Scope excludes UiPath. The framework piece carries the UiPath comparison from vendor documentation. Treat UiPath references here as that reasoned comparison, not a benchmark from this harness.
One target page is not a benchmark. A login form with the password printed on it is the easiest possible vision-RPA case. Enough to prove the loop runs. Not enough to claim "vision-RPA works on every page."
One pass is not a stability test. This is a single happy-path run. Production vision-RPA stacks log thousands of runs and watch regression rates. One pass tells you the integration works on one pass.
The timing numbers are observations, not a benchmark. The 3,063 ms / 2,517 ms figures are from this single run on this single network. Read them as shape, not as a measured cost claim.

What the artifact does support is concrete: a real browser, driven through a real vision loop on Gemini, with every prompt and screenshot on disk. Everything else is downstream of that.

How this fits with the framework piece

The two pieces answer different questions and should be read in order. This one proves the loop is a small real thing that runs on a free-tier model in seconds. The Skyvern vs UiPath framework piece then answers the question that actually decides a purchase: given that the loop is cheap to build, what are you paying a vendor for. License posture, cost shape per task versus per bot, audit story, team headcount, target-page volatility.

The practical recommendation: before you read the buy-side piece, run a version of this harness against a page in your own portfolio. A procurement framework reads differently once you have watched the loop succeed and seen exactly where it would get fragile. That is the whole reason a tested companion exists.

FAQ

Why Gemini and not OpenAI or Anthropic? Because Gemini 2.5 Flash is what we have a key for, and the brief was to ship a tested vision-RPA piece without new spend. Gemini's vision quality on this task was sufficient and the constrained-JSON output worked first try. Skyvern's first-class supported backends in production are OpenAI and Anthropic; the framework piece covers that posture. Gemini wirability via litellm or a custom shim is real but is a configuration question that is out of scope here.
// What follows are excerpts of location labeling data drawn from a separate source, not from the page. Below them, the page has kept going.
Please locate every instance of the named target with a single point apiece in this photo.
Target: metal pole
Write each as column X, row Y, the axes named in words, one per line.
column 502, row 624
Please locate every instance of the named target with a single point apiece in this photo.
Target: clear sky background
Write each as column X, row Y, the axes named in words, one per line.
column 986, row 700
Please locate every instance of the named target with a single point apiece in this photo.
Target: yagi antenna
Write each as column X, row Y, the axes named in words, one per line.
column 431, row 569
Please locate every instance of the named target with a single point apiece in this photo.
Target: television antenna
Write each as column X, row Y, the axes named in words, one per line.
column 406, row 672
Why Playwright and not Skyvern or browser-use? Because the goal was to show the loop in roughly 180 lines of code rather than 180 lines of imports from someone else's framework. Skyvern is the right choice for production vision-RPA workloads on supported backends; this piece is a build walkthrough with a published artifact, not a production-deployment guide.

Is Skyvern part of this harness? No. The harness is a clean-room Playwright loop. Skyvern is analyzed in the framework piece from its public docs and source, and a Skyvern-proper companion is a separate build. This article and that one stay cleanly separate so the artifact means exactly what it says.

Is UiPath part of this harness? No. UiPath is closed-source and Windows-only; it sits entirely in the framework piece as a reasoned-from-docs comparison. Treat every UiPath reference here as that comparison, not a benchmark from this loop.

Will you publish a Skyvern build companion? That is a separate, sibling piece. It is gated on hosted-sandbox access (a Codespaces session with Docker available, plus the existing Gemini key carried in as a secret). We will publish it when the access is granted and the Skyvern install runs on a pinned commit SHA against a live target.

Can I reuse this harness on my own site? The harness is a small public repo at jonnybiz/hil876-vision-rpa-harness, MIT-licensed, pinned to the run commit. It is not packaged as a product; it is the smallest demo we could ship. The pieces you are most likely to reuse, the Gemini call helper, the Playwright label-based action mapping, and the run-log format, are short enough that copying them into your own scratch repo will usually be faster than depending on this one as a library.